Lot to digest here.
1. I am aware of this. I am just scaffolding the library. Just to avoid doing
something fundamentally wrong (like reaching 80fps instead of >1000fps ;oP). In
the future, the library should be more general. In this case, I take advance
that it is always 1 byte per sample. To be honest I don't know why it is using
float in the C++ version. The
[API](http://www.vapoursynth.com/doc/api/vapoursynth.h.html#getreadptr) states
that both the read and write pointer are uint8. Doing floating point vector is
something that I should try in the future.
2. I bit like chinese for me :O/. I understand that the left column is the C
generated from Nim, and the rigth column is the assembler generated. The
bottleneck is because of the 22s for the row1? I am surprised. At the end of
the day, I first iterate on rows and then in columns.
I used both strategies as can be seen here:
proc `[]`*(frame:ptr VSFrameRef, plane:cint ):Plane =
let ini = frame.getPtr(plane)
let stride = frame.stride(plane)
return Plane(ini:ini,stride:stride)
Run
I will give it another shot as you suggest.
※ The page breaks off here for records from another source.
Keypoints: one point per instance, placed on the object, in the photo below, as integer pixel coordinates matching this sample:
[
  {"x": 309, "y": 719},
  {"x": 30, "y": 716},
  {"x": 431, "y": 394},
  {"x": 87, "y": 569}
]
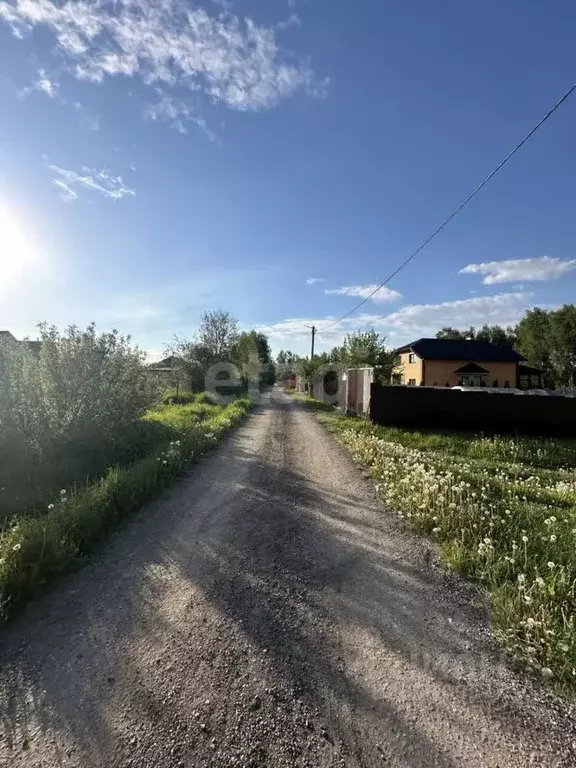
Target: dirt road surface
[{"x": 268, "y": 611}]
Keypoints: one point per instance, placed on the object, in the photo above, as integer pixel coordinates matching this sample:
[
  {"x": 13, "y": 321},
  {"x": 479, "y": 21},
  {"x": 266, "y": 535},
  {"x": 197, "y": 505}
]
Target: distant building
[
  {"x": 8, "y": 338},
  {"x": 469, "y": 363}
]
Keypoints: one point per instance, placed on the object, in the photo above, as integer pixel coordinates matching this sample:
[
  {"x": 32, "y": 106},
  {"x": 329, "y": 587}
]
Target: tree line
[
  {"x": 219, "y": 342},
  {"x": 545, "y": 337},
  {"x": 359, "y": 349}
]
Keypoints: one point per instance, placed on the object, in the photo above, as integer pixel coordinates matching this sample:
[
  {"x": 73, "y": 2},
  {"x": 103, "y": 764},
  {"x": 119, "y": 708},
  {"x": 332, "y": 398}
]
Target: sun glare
[{"x": 16, "y": 252}]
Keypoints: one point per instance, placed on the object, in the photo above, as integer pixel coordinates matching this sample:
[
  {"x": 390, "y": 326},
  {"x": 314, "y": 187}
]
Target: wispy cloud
[
  {"x": 364, "y": 291},
  {"x": 516, "y": 270},
  {"x": 68, "y": 182},
  {"x": 426, "y": 319},
  {"x": 46, "y": 84},
  {"x": 177, "y": 112},
  {"x": 233, "y": 61}
]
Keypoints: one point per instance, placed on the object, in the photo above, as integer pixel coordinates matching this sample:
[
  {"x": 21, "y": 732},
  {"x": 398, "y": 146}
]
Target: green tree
[
  {"x": 534, "y": 340},
  {"x": 252, "y": 355},
  {"x": 367, "y": 349},
  {"x": 451, "y": 333}
]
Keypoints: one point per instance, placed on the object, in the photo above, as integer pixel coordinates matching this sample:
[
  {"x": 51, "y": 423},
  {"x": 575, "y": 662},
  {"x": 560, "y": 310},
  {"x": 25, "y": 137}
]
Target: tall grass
[
  {"x": 38, "y": 545},
  {"x": 503, "y": 511}
]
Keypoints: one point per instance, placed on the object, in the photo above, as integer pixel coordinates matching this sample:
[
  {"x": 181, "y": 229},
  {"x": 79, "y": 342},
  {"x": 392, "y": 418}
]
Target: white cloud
[
  {"x": 45, "y": 84},
  {"x": 404, "y": 325},
  {"x": 364, "y": 291},
  {"x": 103, "y": 182},
  {"x": 167, "y": 43},
  {"x": 516, "y": 270}
]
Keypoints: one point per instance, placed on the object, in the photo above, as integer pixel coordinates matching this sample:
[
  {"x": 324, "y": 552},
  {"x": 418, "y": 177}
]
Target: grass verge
[
  {"x": 36, "y": 548},
  {"x": 503, "y": 512}
]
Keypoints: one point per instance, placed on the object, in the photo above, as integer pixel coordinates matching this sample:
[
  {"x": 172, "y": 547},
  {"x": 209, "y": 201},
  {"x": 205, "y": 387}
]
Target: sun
[{"x": 16, "y": 251}]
Regarding the triple iteration, I realized that, but I don't want to change
that (yet) until I get similar performance to the C++ version with similar
algorithm.
I tried to perform a filter with
[ArrayMancer](https://github.com/mantielero/VapourSynth.nim/blob/master/src/filters/Mancer.nim)
but I got worst.
My short term objective is trying to reach in the order of the 3000fps using
float32 and multithreading (keeping similar to the C++ algorithm).
Next step, to eliminate the triple loop on the rows and to see if I can reduce
the number of times that I call getStride and getPtr.
In the long term I'd like to try vectorization.